A intuição básica contida na análise tem antecedentes no pensamento de numerosos autores, de Hobbes, Rousseau, Kant, Mandeville, Adam Smith e Marx, a contemporâneos, como Robert Merton, Karl Popper etc. O mérito principal de Olson consiste em dar formulação abstrata e genérica ao problema, possibilitando buscar com clareza os efeitos do paradoxo nele envolvido.
Assim, o paradoxo é crucial do ponto de vista de uma teoria do Estado: a ordem pública é provavelmente o exemplo por excelência de "bem coletivo", e os dilemas daí resultantes constituíram o foco, antes de Olson, de extensos debates entre os intérpretes de Hobbes sobre a consistência da transição por ele visualizada entre o estado de natureza e a sociedade civil.

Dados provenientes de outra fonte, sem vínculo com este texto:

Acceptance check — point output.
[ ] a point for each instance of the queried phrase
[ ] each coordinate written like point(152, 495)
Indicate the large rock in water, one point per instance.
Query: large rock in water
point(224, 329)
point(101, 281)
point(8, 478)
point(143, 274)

Mas a questão da constituição das classes sociais como grupos efetivos e da eventual ação revolucionária de classe é exemplo de outro campo importante onde se apresentam dilemas análogos: se, à maneira de Marx, concebemos a revolução como o resultado da ação de proletários que se tornam conscientes dos seus interesses e agem racionalmente para promovê-los, como nos situaremos diante da constatação de que a própria revolução aparece como bem público e, portanto, o racional para cada proletário consistiria em abster-se dos riscos e inconvenientes da ação revolucionária e tomar carona na luta dos demais? Isso seria, por certo, pouco solidário; mas que restará da posição reclamada por Marx, se a revolução passar a ser vista como exigindo a edificante exortação à solidariedade?
A questão central consiste, assim, na maneira pela qual se articulam o plano das ações individuais e o do coletivo. Nas mãos de Olson, o "individualismo metodológico" redunda em problematizar de maneira singularmente efetiva a tendência a simplesmente postular o coletivo ou tomá-lo como dado. Boa parte do ímpeto adquirido pelo que se veio a designar como a teoria ou abordagem da "escolha racional" (incluindo o "marxismo analítico") pode ser atribuída à influência de Olson.

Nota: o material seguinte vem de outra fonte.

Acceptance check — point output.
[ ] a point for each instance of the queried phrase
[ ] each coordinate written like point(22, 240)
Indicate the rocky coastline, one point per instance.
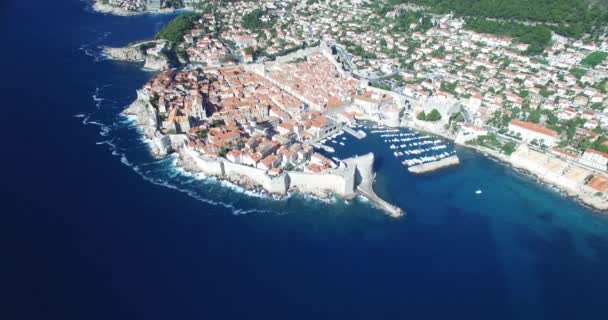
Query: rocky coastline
point(101, 7)
point(354, 177)
point(155, 54)
point(579, 193)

Essa abordagem de inspiração econômica acaba incidindo em claros excessos, em particular o de pretender deduzir a sociedade em sua riqueza a partir da suposição de indivíduos calculadores postos como que num estado de natureza.

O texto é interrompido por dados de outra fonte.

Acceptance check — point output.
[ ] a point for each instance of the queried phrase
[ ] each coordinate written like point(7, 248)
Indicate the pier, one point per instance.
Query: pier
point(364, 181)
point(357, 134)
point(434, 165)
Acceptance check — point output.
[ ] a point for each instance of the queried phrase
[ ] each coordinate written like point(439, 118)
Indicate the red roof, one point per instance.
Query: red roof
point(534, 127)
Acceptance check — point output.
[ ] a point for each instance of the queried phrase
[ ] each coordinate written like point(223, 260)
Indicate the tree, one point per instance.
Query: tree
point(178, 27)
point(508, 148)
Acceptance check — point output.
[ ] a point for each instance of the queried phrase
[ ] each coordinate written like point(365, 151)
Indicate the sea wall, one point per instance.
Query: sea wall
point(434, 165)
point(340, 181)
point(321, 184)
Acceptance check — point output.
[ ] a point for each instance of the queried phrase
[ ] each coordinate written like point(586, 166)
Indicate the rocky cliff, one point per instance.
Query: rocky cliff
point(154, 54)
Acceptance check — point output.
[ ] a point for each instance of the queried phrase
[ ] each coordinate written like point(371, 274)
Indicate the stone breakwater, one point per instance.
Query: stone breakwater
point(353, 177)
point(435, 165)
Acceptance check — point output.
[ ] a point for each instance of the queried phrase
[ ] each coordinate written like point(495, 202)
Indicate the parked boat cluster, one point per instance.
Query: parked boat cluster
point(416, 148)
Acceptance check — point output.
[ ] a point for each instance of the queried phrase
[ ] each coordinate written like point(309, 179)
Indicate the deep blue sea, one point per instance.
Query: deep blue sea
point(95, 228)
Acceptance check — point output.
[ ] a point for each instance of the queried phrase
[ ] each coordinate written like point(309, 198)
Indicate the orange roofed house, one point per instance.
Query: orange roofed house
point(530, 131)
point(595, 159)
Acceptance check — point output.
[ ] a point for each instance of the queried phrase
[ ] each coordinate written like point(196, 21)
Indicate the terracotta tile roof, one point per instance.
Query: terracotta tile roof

Cumpre tratar de raciocinar com maior sofisticação a respeito das relações complexas entre a "energética" ou motivação da ação -com os condicionamentos que lhe são trazidos por um contexto que já é de partida social- e a instrumentalidade ou "economia" própria do aspecto racional da ação, cuja postulação é indispensável a qualquer intento consequente de explicação nas ciências sociais. Mas, se viermos a ter êxito na tarefa, a ajuda do legado de Olson (recentemente falecido) terá sido de grande importância.


Fábio Wanderley Reis é cientista político e professor da Universidade Federal de Minas Gerais (UFMG).